Seperti yang dikemukakan oleh seorang sahabat saya, Pendeta Jacky Manuputty dari Gereja Protestan Maluku, Perjanjian Lama jauh lebih banyak berbicara tentang konsep pemerintahan dan kekuasaan, karena status Israel (Utara) dan Israel Selatan (Yehuda) masih sebagai kerajaan-kerajaan yang berdaulat penuh.

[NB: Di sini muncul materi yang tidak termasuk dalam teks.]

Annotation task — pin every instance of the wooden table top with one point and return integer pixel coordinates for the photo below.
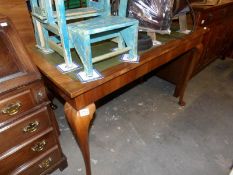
(116, 74)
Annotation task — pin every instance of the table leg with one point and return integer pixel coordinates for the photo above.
(80, 122)
(180, 88)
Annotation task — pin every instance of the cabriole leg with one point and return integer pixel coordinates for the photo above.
(80, 122)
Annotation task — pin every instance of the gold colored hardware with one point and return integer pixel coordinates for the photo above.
(39, 146)
(12, 108)
(31, 127)
(46, 163)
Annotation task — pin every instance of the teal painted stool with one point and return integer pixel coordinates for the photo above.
(81, 35)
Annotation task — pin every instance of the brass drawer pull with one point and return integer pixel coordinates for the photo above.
(46, 163)
(38, 147)
(31, 127)
(12, 108)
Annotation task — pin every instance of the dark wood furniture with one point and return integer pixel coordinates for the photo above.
(80, 98)
(218, 42)
(28, 129)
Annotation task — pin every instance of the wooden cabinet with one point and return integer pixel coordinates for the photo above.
(28, 129)
(218, 42)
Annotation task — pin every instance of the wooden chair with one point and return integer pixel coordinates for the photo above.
(80, 35)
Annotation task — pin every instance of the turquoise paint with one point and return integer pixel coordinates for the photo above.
(80, 35)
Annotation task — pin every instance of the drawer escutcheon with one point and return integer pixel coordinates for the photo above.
(12, 108)
(38, 147)
(31, 127)
(46, 163)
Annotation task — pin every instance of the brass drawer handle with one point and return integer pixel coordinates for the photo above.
(46, 163)
(12, 108)
(31, 127)
(38, 147)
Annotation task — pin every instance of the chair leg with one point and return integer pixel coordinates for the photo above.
(41, 35)
(82, 44)
(130, 36)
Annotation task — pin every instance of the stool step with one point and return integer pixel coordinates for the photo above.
(111, 54)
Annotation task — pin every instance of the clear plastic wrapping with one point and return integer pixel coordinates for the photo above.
(153, 15)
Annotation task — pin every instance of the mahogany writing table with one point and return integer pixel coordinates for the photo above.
(80, 98)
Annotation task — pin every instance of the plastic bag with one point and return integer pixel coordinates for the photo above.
(153, 15)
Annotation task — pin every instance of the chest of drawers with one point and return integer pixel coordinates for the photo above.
(28, 129)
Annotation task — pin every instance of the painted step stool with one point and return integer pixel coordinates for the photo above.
(80, 35)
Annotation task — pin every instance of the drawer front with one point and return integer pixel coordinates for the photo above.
(24, 128)
(27, 151)
(40, 164)
(17, 102)
(16, 105)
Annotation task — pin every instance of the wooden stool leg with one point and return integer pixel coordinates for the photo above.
(80, 122)
(180, 89)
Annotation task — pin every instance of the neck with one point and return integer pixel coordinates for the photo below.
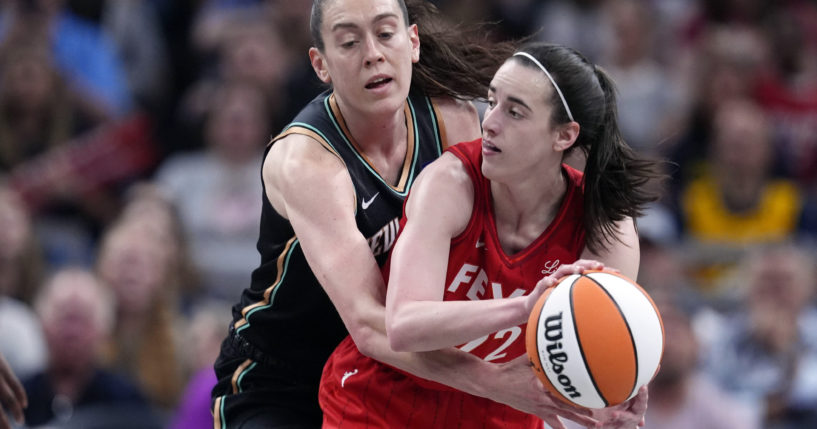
(375, 132)
(70, 380)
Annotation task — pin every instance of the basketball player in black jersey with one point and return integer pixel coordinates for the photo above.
(334, 182)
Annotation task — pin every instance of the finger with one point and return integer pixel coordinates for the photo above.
(639, 402)
(4, 424)
(7, 378)
(583, 420)
(589, 264)
(554, 422)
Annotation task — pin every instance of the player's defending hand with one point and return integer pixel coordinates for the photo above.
(12, 395)
(627, 415)
(522, 390)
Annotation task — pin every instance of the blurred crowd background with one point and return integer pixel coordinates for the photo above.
(131, 134)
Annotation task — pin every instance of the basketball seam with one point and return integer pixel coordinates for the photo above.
(630, 331)
(579, 343)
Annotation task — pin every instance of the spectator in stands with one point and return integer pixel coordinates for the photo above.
(76, 312)
(217, 190)
(765, 353)
(136, 263)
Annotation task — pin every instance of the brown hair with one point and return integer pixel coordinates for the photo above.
(455, 61)
(614, 175)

Kesaksian nabi Yeremia, Hosea, dan Amos sangat keras terhadap pemerintah di Israel dan Yehuda. Fokus mereka adalah ketimpangan social di tengah-tengah kejayaan kerajaan-kerajaan Israel dan Yehuda. Ibadah Israel pun dikritik habis-habisan, sebab hanya mementingkan ritus.  

Nabi Habakuk sudah mewartakan kehancuran Yehuda oleh serangan kerajaan Babel, sebagai hukuman Tuhan atas Israel yang murtad. Saat itu Yoyakim mulai menjadi raja di Yehuda, dan kondisi kerajaan saat itu seperti digambarkan di awal kitab Yeremia. Babel waktu itu dipimpin oleh Raja Nebukadnezar. Pada tahun ketiga pemerintahan Yoyakim, pasukan Nebukadnezar mengepung kota Yerusalem, Yehuda ditaklukkan, dan banyak orang Yehuda dibuang ke Babel. Termasuk seseorang yang kemudian menjadi nabi pengecam raja Nebukadnezar dan anaknya, Darius.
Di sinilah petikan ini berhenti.